For experiments with multiple sensors and learning modules we currently only have a setup with the distant agent so we also have to train the models with the distant agent. These models have less even coverage of points since we just see the objects from several fixed viewpoints and can't move as freely around the object as we can with the surface agent. This is why these models have a few missing areas where parts of the object were never visible during training. In the 5LM experiments, each LM has learned slightly different models, depending on their sensor parameters. The image below shows the models learned in one LM. Results with one LM for comparability are given in the experiment marked with dist_on_distm (i.e. distant agent evaluated on distant-agent trained models).

Configs with multi in the name have additional distractor objects, in addition to the primary target object. These experiments are designed to evaluate the model's ability to stay on an object until it is recognized. As a result, these are currently setup so that the agent should always begin on a "primary" target object, and recognition of this object is the primary metric that we evaluate. In addition however, there is a "step-wise" target, which is whatever object an LM's sensor is currently viewing; the ultimate MLH or converged ID of an LM is therefore also compared to the step-wise target that the LM was observing at the time. To make recognition of the primary target relatively challenging, distractor objects are added as close as possible along the horizontal axis, while ensuring that i) the objects do not clip into each other, and ii) that an initial view of the primary target is achieved at the start of the episode. Note these experiments cannot currently be run with multi-processing (the -m flag), as the Object Initializer classes need to be updated. Example multi-object environments are shown below.

Configs with _dist_agent in the name use the distant agent for inference (by default they still use the models learned with the surface agent). This means that the sensor is fixed in one location and can only tilt up, down, left and right following a random walk. When using the model-based hypothesis-testing policy, the agent can also "jump" to new locations in space. Configs with surf_agent in the name use the surface agent for inference which can freely move around the entire object. Both the surface and the distant agent can execute model-based actions using the hypothesis testing policy. For more details, see our documentation on policies.

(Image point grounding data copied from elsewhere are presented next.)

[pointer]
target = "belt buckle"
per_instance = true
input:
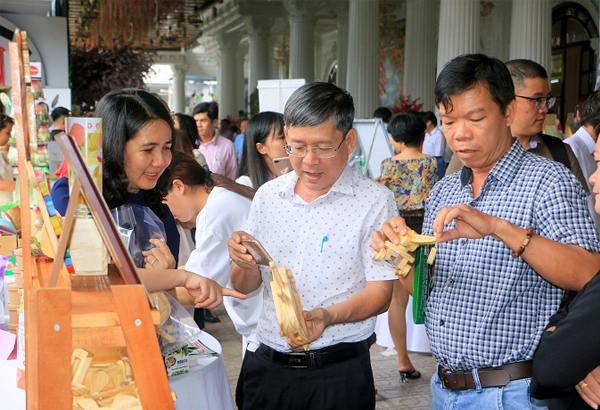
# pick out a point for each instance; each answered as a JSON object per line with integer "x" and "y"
{"x": 299, "y": 360}
{"x": 445, "y": 371}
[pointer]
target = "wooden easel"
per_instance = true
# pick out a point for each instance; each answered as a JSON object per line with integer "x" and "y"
{"x": 65, "y": 312}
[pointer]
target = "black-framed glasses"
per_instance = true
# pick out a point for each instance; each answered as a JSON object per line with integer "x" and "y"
{"x": 541, "y": 102}
{"x": 320, "y": 152}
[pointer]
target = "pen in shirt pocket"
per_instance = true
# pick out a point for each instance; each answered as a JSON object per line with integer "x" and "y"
{"x": 323, "y": 242}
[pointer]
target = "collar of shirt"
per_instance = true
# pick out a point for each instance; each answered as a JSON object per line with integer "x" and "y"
{"x": 344, "y": 185}
{"x": 504, "y": 170}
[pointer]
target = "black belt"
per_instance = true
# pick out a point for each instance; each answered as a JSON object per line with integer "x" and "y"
{"x": 488, "y": 376}
{"x": 317, "y": 358}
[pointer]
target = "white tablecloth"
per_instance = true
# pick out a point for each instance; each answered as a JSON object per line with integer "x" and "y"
{"x": 207, "y": 388}
{"x": 12, "y": 397}
{"x": 416, "y": 337}
{"x": 204, "y": 389}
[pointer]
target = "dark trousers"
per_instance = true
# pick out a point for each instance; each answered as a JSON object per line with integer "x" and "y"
{"x": 239, "y": 387}
{"x": 347, "y": 385}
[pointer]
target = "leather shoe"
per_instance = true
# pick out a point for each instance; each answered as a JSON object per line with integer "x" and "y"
{"x": 210, "y": 317}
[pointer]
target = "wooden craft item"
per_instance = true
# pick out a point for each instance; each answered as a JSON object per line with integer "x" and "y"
{"x": 400, "y": 256}
{"x": 288, "y": 307}
{"x": 89, "y": 312}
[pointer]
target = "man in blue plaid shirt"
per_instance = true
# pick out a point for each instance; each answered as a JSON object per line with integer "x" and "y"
{"x": 513, "y": 231}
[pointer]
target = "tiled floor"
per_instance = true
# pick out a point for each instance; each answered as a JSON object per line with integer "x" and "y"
{"x": 391, "y": 394}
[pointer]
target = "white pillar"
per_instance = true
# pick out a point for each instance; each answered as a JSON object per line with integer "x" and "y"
{"x": 531, "y": 31}
{"x": 302, "y": 39}
{"x": 179, "y": 71}
{"x": 258, "y": 28}
{"x": 342, "y": 43}
{"x": 227, "y": 81}
{"x": 363, "y": 56}
{"x": 459, "y": 30}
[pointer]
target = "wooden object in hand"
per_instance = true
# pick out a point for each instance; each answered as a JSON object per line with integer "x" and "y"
{"x": 288, "y": 307}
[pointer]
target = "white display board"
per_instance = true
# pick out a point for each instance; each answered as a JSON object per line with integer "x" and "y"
{"x": 273, "y": 94}
{"x": 374, "y": 144}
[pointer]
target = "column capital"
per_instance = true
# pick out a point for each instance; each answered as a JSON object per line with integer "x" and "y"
{"x": 258, "y": 25}
{"x": 299, "y": 10}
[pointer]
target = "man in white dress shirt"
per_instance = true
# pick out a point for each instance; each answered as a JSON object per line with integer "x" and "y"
{"x": 316, "y": 222}
{"x": 583, "y": 143}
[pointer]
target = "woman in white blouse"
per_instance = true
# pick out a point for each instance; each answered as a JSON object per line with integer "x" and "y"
{"x": 263, "y": 142}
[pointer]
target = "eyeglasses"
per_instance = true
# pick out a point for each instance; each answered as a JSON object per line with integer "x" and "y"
{"x": 320, "y": 152}
{"x": 541, "y": 102}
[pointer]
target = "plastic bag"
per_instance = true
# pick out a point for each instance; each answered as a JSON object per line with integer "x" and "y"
{"x": 421, "y": 283}
{"x": 178, "y": 334}
{"x": 137, "y": 225}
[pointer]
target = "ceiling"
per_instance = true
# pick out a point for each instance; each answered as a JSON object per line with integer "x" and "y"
{"x": 150, "y": 24}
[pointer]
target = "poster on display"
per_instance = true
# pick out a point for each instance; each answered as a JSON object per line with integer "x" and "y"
{"x": 374, "y": 145}
{"x": 273, "y": 94}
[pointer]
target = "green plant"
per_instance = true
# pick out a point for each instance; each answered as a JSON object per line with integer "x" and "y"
{"x": 97, "y": 71}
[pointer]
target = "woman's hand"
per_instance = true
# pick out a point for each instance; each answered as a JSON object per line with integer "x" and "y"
{"x": 159, "y": 257}
{"x": 238, "y": 252}
{"x": 207, "y": 293}
{"x": 388, "y": 233}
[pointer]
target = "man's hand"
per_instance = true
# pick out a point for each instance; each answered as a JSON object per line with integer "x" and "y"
{"x": 317, "y": 320}
{"x": 238, "y": 252}
{"x": 470, "y": 223}
{"x": 207, "y": 293}
{"x": 160, "y": 256}
{"x": 589, "y": 388}
{"x": 387, "y": 233}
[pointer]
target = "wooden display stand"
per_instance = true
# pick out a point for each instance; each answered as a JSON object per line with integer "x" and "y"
{"x": 63, "y": 311}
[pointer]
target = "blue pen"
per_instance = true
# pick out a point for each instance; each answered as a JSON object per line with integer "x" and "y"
{"x": 323, "y": 242}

Configs with base in their name test each object in the 14 orientations in which they were learned. No noise is added to the sensor.

Configs with randrot in their name test each object in 10 random, new rotations (different rotations for each object).

Configs with noise in their name test with noisy sensor modules where we add Gaussian noise to the sensed locations (0.002), point-normals (2), curvature directions (2), log curvatures (0.1), pose_fully_defined (0.01), and hue (0.1). Numbers in brackets are the standard deviations used for sampling the noisy observations. Note that the learned models were acquired without sensor noise. The image below should visualize how much location noise we get during inference but the LM still contains the noiseless models shown above.

Configs with rawnoise in the name test with noisy raw sensor input where Gaussian noise is applied directly to the depth image which is used for location, point normal, and curvature estimation. Here we use a standard deviation of 0.001. This allows us to test the noise robustness of the sensor module compared to testing the noise robustness of the learning module in the noise experiments.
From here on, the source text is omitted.